Settings

Theme

Intel open sourced Stephen Hawking’s speech system

blogs.msdn.com

432 points by btzll 10 years ago · 65 comments

Reader

joefreeman 10 years ago

Fun fact: the latest version of this software uses SwiftKey under the hood - http://swiftkey.com/en/blog/swiftkey-reveals-role-professor-... (Disclaimer: I used to work for SwiftKey)

  • Nexxxeh 10 years ago

    As a loyal SwiftKey on Android user, the prediction engine for SwiftKey is unnervingly good. Glad to see it's put to a better use than helping me write Facebook and HN posts.

    It begs the question though, why isn't there a proper SwiftKey keyboard for Windows? The OSK on 8.1 is awful compared to SwiftKey on Android. The Windows 10 is a improvement, but I'd still pay for a better one.

    • greyskull 10 years ago

      Have they improved performance of SwiftKey? I had the paid version for years, was even a VIP (won a t-shirt and everything), but I switched off last year in favor of Fleksy as a faster, more lightweight alternative.

      • mtgx 10 years ago

        I think the performance of Swiftkey improved about half a year ago. But I think around the same time I started noticing a significant drop in Swiftkey's accuracy. It "feels" less accurate to me than it was, although I use it with 3 enabled languages at once and I imagine that also brings lower accuracy by default. Still, I think it has become quite a bit worse than before, and I worry they did that on purpose as a compromise to improve performance.

    • balladeer 10 years ago

      Was a loyal user. Then they started making themes, emojis and all those bells and whistles and thrusting it all in the app which made it really slow and bulky.

  • kragen 10 years ago

    Does this mean that SwiftKey is now open source, that what they've open-sourced doesn't include the actual prediction engine, or that what they've open-sourced is not the latest version? The GitHub page says they use Presage.
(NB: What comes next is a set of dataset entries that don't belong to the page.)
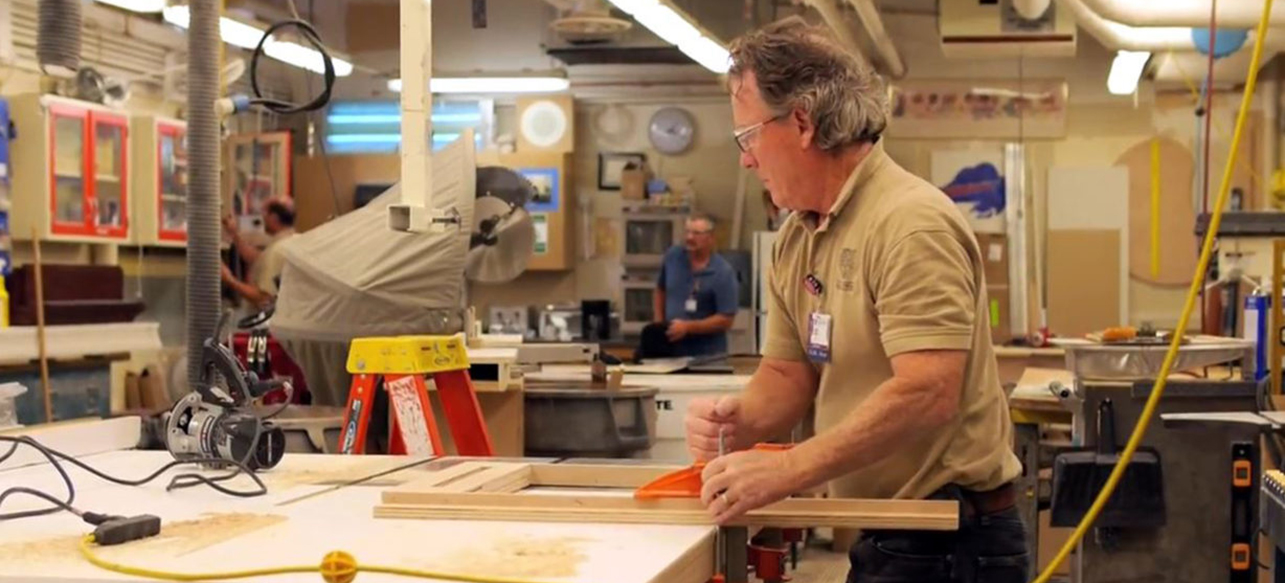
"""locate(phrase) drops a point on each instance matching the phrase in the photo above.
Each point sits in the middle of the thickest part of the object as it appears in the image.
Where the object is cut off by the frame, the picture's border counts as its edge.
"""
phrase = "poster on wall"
(974, 181)
(978, 109)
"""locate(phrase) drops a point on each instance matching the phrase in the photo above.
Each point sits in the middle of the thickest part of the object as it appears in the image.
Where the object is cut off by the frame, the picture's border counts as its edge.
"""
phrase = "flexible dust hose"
(203, 202)
(1180, 330)
(58, 37)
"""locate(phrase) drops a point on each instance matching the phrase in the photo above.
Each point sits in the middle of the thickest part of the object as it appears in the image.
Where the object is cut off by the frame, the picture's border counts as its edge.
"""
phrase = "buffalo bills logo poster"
(974, 181)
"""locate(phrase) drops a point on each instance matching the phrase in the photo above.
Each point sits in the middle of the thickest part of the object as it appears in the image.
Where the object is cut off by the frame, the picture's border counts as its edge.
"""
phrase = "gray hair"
(798, 66)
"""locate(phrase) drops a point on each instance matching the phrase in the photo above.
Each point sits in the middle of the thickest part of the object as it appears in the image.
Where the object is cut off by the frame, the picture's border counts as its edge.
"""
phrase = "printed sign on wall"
(974, 180)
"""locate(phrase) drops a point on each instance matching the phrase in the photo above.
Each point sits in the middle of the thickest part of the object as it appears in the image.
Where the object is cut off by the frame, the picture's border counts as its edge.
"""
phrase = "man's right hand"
(704, 417)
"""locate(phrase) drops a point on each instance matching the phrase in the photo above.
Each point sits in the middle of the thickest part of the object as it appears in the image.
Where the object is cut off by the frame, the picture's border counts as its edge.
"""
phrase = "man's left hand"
(740, 482)
(677, 330)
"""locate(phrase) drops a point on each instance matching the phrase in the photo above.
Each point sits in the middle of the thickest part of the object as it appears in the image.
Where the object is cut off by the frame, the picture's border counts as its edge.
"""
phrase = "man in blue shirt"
(697, 293)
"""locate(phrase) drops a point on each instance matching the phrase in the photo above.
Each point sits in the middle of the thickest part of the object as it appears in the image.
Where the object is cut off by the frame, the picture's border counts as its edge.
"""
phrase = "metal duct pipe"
(1189, 13)
(869, 16)
(203, 285)
(59, 37)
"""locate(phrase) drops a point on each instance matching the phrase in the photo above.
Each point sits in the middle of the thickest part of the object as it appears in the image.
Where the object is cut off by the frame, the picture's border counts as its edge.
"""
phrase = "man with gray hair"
(877, 317)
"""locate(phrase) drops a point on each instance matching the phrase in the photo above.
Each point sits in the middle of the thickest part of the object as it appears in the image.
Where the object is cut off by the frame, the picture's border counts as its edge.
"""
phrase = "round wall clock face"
(544, 123)
(672, 130)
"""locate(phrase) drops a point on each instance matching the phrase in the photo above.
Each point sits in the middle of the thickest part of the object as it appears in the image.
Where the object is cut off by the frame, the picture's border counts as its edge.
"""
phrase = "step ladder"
(401, 364)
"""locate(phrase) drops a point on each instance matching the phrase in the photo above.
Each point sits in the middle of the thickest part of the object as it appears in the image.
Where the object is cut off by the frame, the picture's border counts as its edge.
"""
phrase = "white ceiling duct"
(1118, 36)
(1189, 13)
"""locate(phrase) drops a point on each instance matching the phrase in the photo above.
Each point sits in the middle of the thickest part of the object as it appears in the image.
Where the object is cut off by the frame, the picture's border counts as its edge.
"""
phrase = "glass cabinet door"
(109, 174)
(172, 156)
(68, 177)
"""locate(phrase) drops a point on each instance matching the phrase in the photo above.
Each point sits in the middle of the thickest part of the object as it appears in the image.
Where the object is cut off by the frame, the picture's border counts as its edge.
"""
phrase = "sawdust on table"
(515, 556)
(176, 538)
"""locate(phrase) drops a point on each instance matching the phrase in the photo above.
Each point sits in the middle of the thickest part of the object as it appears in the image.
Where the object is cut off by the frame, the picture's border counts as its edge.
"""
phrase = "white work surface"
(21, 343)
(301, 519)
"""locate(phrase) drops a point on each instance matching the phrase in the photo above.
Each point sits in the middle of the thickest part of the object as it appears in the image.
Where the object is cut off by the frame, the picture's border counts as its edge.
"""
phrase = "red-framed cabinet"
(71, 179)
(159, 154)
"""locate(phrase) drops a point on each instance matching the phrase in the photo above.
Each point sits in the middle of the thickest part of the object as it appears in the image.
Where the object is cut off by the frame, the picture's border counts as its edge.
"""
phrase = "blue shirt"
(715, 289)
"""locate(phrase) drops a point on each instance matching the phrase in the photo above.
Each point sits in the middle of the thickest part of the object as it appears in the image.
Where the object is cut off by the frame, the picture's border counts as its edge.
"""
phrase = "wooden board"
(1085, 284)
(1176, 216)
(792, 513)
(490, 491)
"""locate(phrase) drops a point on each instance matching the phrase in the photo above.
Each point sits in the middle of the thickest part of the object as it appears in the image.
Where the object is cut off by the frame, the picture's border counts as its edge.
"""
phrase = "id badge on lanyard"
(820, 325)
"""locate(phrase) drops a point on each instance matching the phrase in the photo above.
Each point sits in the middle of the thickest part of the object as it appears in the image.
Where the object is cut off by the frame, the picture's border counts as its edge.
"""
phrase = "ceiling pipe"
(1189, 13)
(869, 16)
(1117, 36)
(833, 17)
(1031, 9)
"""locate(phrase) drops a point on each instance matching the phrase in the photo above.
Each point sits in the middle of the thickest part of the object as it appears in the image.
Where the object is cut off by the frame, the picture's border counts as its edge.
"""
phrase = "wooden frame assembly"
(494, 491)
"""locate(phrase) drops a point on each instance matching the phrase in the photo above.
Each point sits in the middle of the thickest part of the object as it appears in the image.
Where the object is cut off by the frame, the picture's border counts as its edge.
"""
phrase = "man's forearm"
(868, 434)
(771, 405)
(715, 324)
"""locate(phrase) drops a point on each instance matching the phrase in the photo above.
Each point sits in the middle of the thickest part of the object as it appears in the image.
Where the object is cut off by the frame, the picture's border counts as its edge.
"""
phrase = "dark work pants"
(987, 548)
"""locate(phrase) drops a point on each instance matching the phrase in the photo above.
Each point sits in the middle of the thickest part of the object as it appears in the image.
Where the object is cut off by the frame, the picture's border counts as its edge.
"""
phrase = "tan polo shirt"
(269, 263)
(900, 271)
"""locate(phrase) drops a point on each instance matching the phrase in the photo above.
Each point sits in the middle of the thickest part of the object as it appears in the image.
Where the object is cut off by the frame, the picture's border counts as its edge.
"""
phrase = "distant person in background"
(265, 265)
(695, 298)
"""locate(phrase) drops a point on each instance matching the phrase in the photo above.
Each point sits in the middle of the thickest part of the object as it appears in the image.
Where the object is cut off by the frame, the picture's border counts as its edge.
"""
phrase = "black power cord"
(278, 105)
(57, 459)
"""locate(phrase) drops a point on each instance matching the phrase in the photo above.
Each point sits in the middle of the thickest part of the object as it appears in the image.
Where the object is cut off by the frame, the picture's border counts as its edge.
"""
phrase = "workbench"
(316, 504)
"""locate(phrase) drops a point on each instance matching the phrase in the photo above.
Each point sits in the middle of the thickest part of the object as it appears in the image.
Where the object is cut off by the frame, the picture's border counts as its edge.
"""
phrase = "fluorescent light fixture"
(234, 32)
(666, 23)
(246, 36)
(305, 58)
(136, 5)
(1126, 71)
(372, 118)
(490, 85)
(708, 54)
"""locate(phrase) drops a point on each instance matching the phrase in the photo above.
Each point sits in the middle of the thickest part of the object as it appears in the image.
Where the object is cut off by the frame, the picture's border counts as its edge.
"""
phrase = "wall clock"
(671, 130)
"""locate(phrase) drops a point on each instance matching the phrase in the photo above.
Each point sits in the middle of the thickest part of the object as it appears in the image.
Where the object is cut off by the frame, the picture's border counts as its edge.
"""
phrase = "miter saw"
(217, 420)
(503, 238)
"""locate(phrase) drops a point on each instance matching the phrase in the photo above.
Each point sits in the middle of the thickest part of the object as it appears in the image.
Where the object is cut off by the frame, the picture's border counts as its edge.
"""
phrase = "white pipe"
(1189, 13)
(1117, 36)
(869, 16)
(1031, 9)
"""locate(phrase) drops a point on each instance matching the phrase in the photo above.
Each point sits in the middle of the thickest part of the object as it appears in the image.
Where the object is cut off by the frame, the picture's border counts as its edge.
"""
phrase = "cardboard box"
(999, 313)
(995, 257)
(634, 184)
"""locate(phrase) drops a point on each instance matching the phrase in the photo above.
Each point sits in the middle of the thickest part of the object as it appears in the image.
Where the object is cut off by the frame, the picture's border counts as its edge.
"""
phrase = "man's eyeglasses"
(743, 135)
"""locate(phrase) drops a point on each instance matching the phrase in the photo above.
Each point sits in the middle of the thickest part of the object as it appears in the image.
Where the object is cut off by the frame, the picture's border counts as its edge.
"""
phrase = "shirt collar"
(860, 176)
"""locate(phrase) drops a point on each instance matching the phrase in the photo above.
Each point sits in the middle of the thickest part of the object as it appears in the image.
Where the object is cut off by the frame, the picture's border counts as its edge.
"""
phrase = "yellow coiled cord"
(337, 566)
(1193, 292)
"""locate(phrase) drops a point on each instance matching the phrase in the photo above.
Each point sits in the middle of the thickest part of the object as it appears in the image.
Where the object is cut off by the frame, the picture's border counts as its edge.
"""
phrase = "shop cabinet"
(159, 181)
(257, 168)
(71, 171)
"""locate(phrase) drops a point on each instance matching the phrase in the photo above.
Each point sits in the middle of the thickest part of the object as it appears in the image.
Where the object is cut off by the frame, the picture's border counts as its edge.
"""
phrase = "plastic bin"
(589, 423)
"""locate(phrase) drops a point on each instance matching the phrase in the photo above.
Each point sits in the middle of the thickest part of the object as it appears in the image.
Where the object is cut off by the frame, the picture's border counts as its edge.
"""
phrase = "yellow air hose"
(1193, 292)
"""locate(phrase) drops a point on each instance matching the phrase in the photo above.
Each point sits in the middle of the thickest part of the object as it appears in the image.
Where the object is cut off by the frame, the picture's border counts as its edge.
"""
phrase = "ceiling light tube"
(490, 85)
(136, 5)
(1126, 69)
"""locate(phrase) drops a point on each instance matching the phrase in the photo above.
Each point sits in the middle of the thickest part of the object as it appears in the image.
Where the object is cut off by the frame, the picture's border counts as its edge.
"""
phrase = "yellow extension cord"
(1196, 280)
(337, 566)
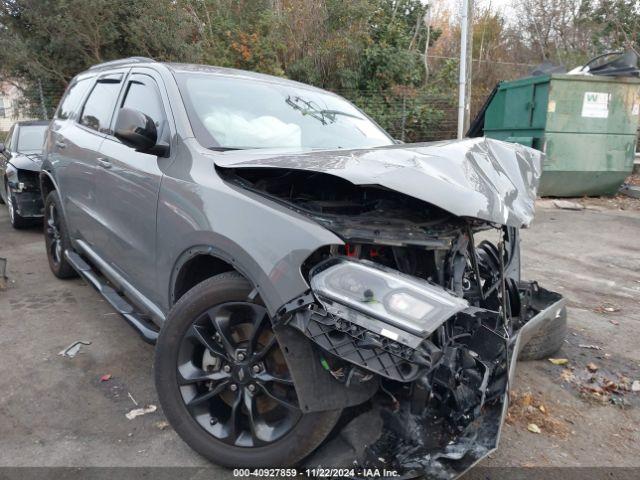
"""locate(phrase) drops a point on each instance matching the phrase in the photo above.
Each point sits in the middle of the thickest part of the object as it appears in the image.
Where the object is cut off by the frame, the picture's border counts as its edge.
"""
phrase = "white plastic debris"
(73, 349)
(138, 412)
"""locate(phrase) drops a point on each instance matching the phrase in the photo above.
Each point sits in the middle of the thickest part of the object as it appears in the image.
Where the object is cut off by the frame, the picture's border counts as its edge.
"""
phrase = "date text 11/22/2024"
(315, 472)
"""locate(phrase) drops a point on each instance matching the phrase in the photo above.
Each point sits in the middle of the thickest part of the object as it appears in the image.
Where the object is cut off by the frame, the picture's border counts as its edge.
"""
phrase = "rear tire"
(56, 237)
(300, 437)
(547, 341)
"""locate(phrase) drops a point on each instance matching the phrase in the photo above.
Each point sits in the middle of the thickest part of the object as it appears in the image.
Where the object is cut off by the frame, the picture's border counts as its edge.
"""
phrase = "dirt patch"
(595, 373)
(533, 413)
(616, 202)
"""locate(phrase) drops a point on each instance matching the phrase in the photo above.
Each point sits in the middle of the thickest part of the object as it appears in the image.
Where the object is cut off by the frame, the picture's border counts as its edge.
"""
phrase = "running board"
(144, 327)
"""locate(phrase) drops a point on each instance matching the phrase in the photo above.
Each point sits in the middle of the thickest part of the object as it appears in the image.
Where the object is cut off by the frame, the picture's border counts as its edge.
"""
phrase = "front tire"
(56, 237)
(224, 385)
(16, 220)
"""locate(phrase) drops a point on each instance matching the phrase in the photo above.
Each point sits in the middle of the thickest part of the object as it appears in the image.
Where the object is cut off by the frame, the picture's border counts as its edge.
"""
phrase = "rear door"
(4, 162)
(130, 185)
(75, 142)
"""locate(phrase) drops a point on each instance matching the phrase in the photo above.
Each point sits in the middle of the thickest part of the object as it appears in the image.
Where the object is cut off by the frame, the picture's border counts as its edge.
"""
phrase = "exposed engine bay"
(423, 304)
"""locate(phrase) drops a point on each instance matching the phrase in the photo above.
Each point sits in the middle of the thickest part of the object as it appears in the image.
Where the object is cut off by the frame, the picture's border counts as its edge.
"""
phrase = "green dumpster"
(586, 125)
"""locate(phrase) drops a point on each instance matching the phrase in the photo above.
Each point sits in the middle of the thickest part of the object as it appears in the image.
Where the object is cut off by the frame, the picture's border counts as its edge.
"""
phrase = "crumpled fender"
(479, 177)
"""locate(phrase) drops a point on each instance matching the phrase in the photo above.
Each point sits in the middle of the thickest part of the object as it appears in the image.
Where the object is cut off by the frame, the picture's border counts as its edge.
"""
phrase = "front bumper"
(28, 204)
(418, 445)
    • modeless 10 years ago

      Interesting, since Presage is GPL 2 but this project is Apache licensed. Intel says "Integration with Presage is through the Windows Communication Framework" which I guess is a roundabout way of avoiding the GPL?

      • kragen 10 years ago

        The Apache license v2 is GPL-compatible, which was actually one of the major reasons for having a v2.

        • modeless 10 years ago

          Apache licensed code can be included in a GPL project, not the other way around. If the project includes any GPL code, the whole thing is GPL.

          • saurik 10 years ago

            I think it is better to think of it from the perspective that this code and this project is Apache, but any binaries that result from linking this code to that code are under GPL.

nbevans 10 years ago

Bear in mind this project was started around the same time there was a ton of uncertainty around the future of Silverlight and WPF. Alas, one did die, one lives on for now. But nobody knew that at the time, including Intel, or apparently Microsoft. WinForms has never faced any forward compatibility uncertainty so it is a good long-term bet.

tonyedgecombe 10 years ago

WinForms is still a great way to write desktop software if you don't need all the features of WPF, I just started a new project with it and have been really productive.

  • Pxtl 10 years ago

    WinForms is not simple. There are so many core classes that have counterintuitive edge-cases and overcomplicated behavior, and so many things you'd expect to work by default don't.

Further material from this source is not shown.